Ты можешь сказать, что это сумасшествие, и мне будет горько, если ты
скажешь: нет, друг мой, я раньше был сумасшедшим, пока не слышал этого
голоса и бил себя в грудь, как фарисей, хвастался своей непорочностью и
осуждал воюющих. Будь я германец, меня и Германия прокляла бы, потому что и
там есть свои безногие, безрукие и слепые инвалиды, защищающие других. Да и
рассуди спокойно, Сашенька: что я сделал для России в эту тяжкую для нее
годину? Только что не крал, но разве этого достаточно! А знал я, как и все,
что отечество в опасности, сам твердил эти страшные слова, как ученый
попугай, а что сделал? Ничего. Страшно подумать, какое беспощадное
осуждение заключено в этом коротеньком слове.
Бестрепетно, своею рукою я казню себя, как казнятся шпионы и
предатели, которым нет места на земле. Россия прокляла меня своим
материнским голосом, и я не могу, просто не смею жить. В глаза стыдно
глядеть, Сашенька! Ведь даже места пустого не останется там, где я прежде
существовал, так я ненужен никому, и не заметит никто, что меня уже нет. И
только одно сомнение, один страх смущает меня: не отвернется ли и там от
меня моя Лидочка, найду ли я ее среди ангелов небесных. Нет, там понимают
больше, чем здесь, и там зачтутся мои хоть и пустые, но невольные и
жестокие страдания, какими заплатил я за мое ничтожество. Там нет сильных и
слабых, там все равны, там и для меня найдется убежище под ризою Христовой.

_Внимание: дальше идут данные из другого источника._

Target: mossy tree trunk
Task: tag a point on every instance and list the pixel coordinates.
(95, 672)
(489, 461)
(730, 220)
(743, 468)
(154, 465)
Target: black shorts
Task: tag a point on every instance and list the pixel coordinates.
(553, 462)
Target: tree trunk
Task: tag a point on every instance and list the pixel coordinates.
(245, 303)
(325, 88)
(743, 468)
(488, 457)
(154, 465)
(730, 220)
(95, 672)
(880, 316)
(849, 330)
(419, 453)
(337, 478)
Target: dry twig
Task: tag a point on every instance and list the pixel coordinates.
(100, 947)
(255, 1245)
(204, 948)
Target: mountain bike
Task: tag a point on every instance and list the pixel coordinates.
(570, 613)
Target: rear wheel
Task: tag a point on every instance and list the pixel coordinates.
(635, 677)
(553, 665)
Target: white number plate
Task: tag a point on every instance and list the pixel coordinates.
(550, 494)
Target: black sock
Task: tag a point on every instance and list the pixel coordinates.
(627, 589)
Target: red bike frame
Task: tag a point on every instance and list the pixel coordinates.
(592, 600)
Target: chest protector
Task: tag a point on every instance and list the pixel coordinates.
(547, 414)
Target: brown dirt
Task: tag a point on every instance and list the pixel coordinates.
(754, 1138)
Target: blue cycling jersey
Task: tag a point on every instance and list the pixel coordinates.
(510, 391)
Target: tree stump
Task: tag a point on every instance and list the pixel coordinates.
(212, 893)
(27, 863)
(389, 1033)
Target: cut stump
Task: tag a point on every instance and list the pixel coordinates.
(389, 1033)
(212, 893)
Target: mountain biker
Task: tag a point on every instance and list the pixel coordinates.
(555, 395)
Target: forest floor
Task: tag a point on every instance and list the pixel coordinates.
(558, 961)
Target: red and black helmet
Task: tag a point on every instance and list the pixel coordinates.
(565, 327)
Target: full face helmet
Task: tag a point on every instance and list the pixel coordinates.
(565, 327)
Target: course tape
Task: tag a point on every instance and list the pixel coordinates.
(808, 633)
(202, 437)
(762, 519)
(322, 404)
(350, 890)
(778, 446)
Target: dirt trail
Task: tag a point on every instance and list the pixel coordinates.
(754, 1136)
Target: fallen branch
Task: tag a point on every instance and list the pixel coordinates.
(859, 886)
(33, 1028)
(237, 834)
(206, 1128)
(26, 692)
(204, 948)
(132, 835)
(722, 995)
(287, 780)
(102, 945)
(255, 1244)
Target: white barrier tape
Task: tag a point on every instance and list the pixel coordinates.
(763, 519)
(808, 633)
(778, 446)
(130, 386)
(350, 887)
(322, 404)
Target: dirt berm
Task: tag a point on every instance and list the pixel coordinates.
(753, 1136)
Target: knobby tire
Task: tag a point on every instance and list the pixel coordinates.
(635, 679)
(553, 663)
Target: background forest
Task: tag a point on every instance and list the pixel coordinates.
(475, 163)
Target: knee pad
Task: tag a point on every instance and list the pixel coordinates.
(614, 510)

На земле мой счет оплачен, а там уже пойдет иная бухгалтерия.
Будь счастлива, моя милая, моя дорогая, единственная. Благослови тебя
Бог за всю любовь, что ты дала мне, за твою нежность и снисходительность,
за каждое прикосновение твоей милой и любимой руки. Не плачь обо мне.
Панихиду отслужи одну за троих: за Лидочку, за Павлушу, - воина убиенного,
и за меня. Тела моего не жди и не ищи, его далеко унесет в глубокое море.
Прощай. Прощай!
9 сентября.
Произошли такие чудесные и божественные вещи, что я должен
рассказывать о них по порядку, иначе спутаюсь.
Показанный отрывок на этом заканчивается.